"ABSTRACT: Race and the Politics of Promotion in Newspaper Newsrooms"

Ted Pease
Department of Communication
Utah State University

(Presented to the Newspaper Division of the Association for Education in Journalism and Mass Communication national convention, Montreal, Aug. 5-8, 1992.)


It's one thing to hire people of color to help "balance" the newsroom, but once minority journalists are on-board as reporters and editors, the culture of the newsroom tends to exclude and isolate them. Responses by 1,328 newspaper journalists to a national survey shows that the newspaper industry's efforts to correct the lack of newsroom and news content diversity may have been something less than a complete success. As the old rules change, those entrenched in the newsroom exhibit increasing resistance to the new, multicultural order. At least, that's how it appears to the newcomers. Minorities and women in U.S. daily newspaper newsrooms say glass ceilings sharply limit their professional opportunities, but white men don't think the ceiling exists. Whites do think that minorities get preferential treatment in hiring, assignments and promotions, but minority journalists say that whatever extra benefit minorities may get in hiring evaporates once they are in the newsroom.
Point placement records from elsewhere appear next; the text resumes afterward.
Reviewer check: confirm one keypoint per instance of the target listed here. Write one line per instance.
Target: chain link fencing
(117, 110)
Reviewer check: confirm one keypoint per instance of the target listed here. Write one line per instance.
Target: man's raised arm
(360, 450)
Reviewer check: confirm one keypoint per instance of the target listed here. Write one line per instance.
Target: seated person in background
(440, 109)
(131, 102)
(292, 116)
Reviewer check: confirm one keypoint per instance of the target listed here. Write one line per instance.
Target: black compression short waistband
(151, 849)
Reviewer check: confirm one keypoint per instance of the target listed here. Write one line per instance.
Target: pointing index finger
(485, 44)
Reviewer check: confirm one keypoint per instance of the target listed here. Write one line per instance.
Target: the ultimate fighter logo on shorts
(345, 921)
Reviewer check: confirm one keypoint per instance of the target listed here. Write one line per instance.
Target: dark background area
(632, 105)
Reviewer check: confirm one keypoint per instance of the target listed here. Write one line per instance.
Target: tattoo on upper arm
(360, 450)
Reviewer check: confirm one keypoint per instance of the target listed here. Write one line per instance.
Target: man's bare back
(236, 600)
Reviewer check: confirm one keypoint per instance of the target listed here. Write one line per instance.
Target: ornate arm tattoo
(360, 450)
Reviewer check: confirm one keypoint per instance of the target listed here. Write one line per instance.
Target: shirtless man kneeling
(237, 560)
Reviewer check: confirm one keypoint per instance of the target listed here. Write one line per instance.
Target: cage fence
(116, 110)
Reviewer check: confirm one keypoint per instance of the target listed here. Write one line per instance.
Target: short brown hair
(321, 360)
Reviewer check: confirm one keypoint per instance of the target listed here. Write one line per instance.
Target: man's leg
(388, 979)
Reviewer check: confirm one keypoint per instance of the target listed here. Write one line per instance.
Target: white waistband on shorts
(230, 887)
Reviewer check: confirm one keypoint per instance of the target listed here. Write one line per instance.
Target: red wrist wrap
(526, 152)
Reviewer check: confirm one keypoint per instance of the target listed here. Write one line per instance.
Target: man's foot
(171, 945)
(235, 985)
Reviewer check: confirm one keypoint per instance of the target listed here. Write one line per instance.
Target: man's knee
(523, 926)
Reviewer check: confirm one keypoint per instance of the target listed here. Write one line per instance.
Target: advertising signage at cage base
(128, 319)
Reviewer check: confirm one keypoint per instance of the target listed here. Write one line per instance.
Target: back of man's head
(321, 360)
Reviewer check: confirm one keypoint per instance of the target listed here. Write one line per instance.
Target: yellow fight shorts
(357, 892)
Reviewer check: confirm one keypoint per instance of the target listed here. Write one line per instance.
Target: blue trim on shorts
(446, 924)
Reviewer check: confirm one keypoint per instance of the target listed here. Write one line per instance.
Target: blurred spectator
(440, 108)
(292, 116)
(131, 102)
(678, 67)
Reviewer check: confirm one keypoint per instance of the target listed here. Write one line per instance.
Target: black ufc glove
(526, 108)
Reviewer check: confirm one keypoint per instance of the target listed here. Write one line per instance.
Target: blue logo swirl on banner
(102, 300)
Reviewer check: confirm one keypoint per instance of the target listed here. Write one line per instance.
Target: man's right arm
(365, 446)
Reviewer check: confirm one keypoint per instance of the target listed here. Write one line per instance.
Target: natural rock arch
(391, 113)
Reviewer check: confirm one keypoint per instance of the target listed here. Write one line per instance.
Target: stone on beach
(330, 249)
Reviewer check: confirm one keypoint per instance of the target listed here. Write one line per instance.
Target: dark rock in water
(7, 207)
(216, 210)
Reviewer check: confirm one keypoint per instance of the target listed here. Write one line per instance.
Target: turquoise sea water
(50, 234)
And how important is it, really, to hire staffers of different ethnic and racial backgrounds? Essential, say 74 percent of minorities, but only 49 percent of white journalists. Once on-board, is there equal opportunity in training and assignments? No, everyone agrees. More than 53 percent of white journalists say minorities get just as many opportunities to succeed as anyone else, but 65 percent of minorities say minority journalists have fewer opportunities than whites. About 30 percent of whites say minority journalists get more opportunities to succeed than do whites. Almost 69 percent of minorities say young minority journalists are hired to fill quotas, and then abandoned. The bottom line: Sharply differing perspectives by race about opportunities and advancement in newspaper newsrooms.